Dick Waterman, who booked gigs for Hopkins, points out that most blues artists came from rural areas. Though Hopkins was raised in Texas farm country, he stood out because he also had spent time in the city and been influenced by its culture. He carried himself as an “urban man” and played his blues not acoustic, but amplified with a pickup. As Waterman says:

He came from a very different place socially and musically.  He was very cool.  Some of the other [bluesmen] would be overly polite and respectful around white people, but Lightnin’ didn’t have any of that.  Lightnin’ would just treat everyone the same, and if anything he carried himself with a sense of confidence and almost arrogance. He was Lightnin’ Hopkins.

Hopkins was also a loner. He would work with only one or two other bandmates, or just by himself. He preferred to be the focal point, and here he showed his nastier side. He would deliberately change the timing as soon as his band got used to a certain tempo or rhythm — in part to keep them from launching any ambitious solo efforts. Oftentimes, Hopkins would not rehearse, and the haphazard adjustments he made with every new performance made it nearly impossible to follow along while accompanying him.

Despite all these things — or, perhaps, because of them — Hopkins’s style is indelible. He made songs up impromptu, and hardly ever sang them the same way twice. His guitar playing was not easily mimicked: he changed it at whim and did not stick to any particular structure or chord style. He rambled through most of his concerts, telling stories that were at times incomprehensible, thanks to his drinking and thick Southern accent. And yet his performances thrilled his audiences.

Hopkins sang, in typical blues fashion, about women (short-haired ones, cheating ones, drunk ones). But his songs also had things to say about everything from work, to road trips, to politics. He often improvised lyrics, such as this freestyle take on astronaut John Glenn’s first orbit of the earth:

People always said this morning
With this on their mind
Said ain’t no livin’ man go around the world three times
But John Glenn done it

The main issue I had with Mojo Hand was the connection the authors imply between Hopkins’s illiteracy and his approach to business. Hopkins rarely signed contracts, and when he did he drew an “X” in place of his signature. He also preferred to be paid up front, in cash rather than royalties. Did Hopkins do these things just because he couldn’t read? The authors briefly mention the suspect business practices of music publishers back then, but they do not elaborate on how these practices often pushed musicians into destitution while the companies made money even long after their deaths. Royalties and publishing rights were rarely honored in those days, and many popular musicians were paid poverty wages for their work. These problems were rampant and well known in the blues and jazz worlds. Operating in a white-dominated industry, Hopkins clearly developed his own survival techniques.

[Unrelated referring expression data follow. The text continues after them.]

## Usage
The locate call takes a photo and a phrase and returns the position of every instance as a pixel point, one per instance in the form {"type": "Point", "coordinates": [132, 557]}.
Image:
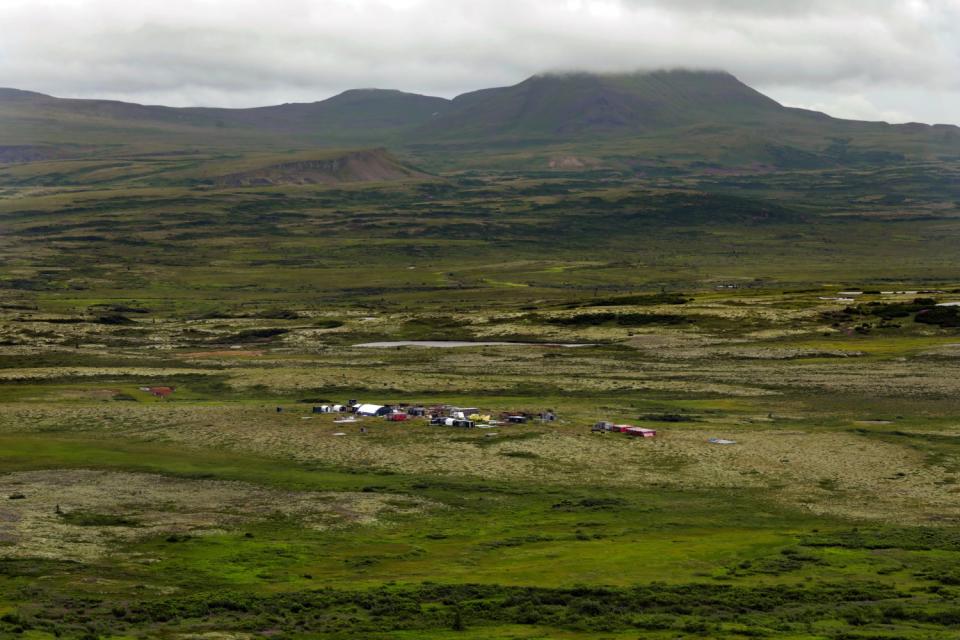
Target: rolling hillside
{"type": "Point", "coordinates": [655, 120]}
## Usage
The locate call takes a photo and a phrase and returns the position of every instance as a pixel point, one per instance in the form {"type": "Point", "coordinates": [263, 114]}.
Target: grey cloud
{"type": "Point", "coordinates": [889, 58]}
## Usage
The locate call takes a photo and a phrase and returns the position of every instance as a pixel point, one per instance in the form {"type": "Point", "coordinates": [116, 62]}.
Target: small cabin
{"type": "Point", "coordinates": [372, 410]}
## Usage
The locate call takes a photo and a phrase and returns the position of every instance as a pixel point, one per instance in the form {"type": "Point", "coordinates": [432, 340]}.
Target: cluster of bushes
{"type": "Point", "coordinates": [923, 310]}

The authors also could have dealt more with Hopkins’s influence on the generations of artists who came after him. Some of his fans included Ringo Starr, Stevie Ray Vaughan, Jimmie Vaughan, Johnny Winter, B.B. King, John Lee Hooker, Muddy Waters, Elvis Presley, and ZZ Top. How did Hopkins’s work inspire them?

Mojo Hand gives us some tantalizing details about a pioneering but private blues legend who, two decades after his death, remains an enigma. An alcoholic, an insatiable artist, and an understatedly temperamental man, Hopkins wound up becoming one of the greats, hailed by scholars as the “embodiment of the jazz-and-poetry spirit, representing its ancient form in the single creator whose words and music are one act.”  In the end, though, this biography is just a sketch of the complex man Hopkins was, a troubled artist with a life that, just like his songs, cannot be fully translated to the printed page. Perhaps that’s what Hopkins would have preferred.

Olupero R. Aiyenimelo is a freelance writer, poet, and lyricist based in Los Angeles.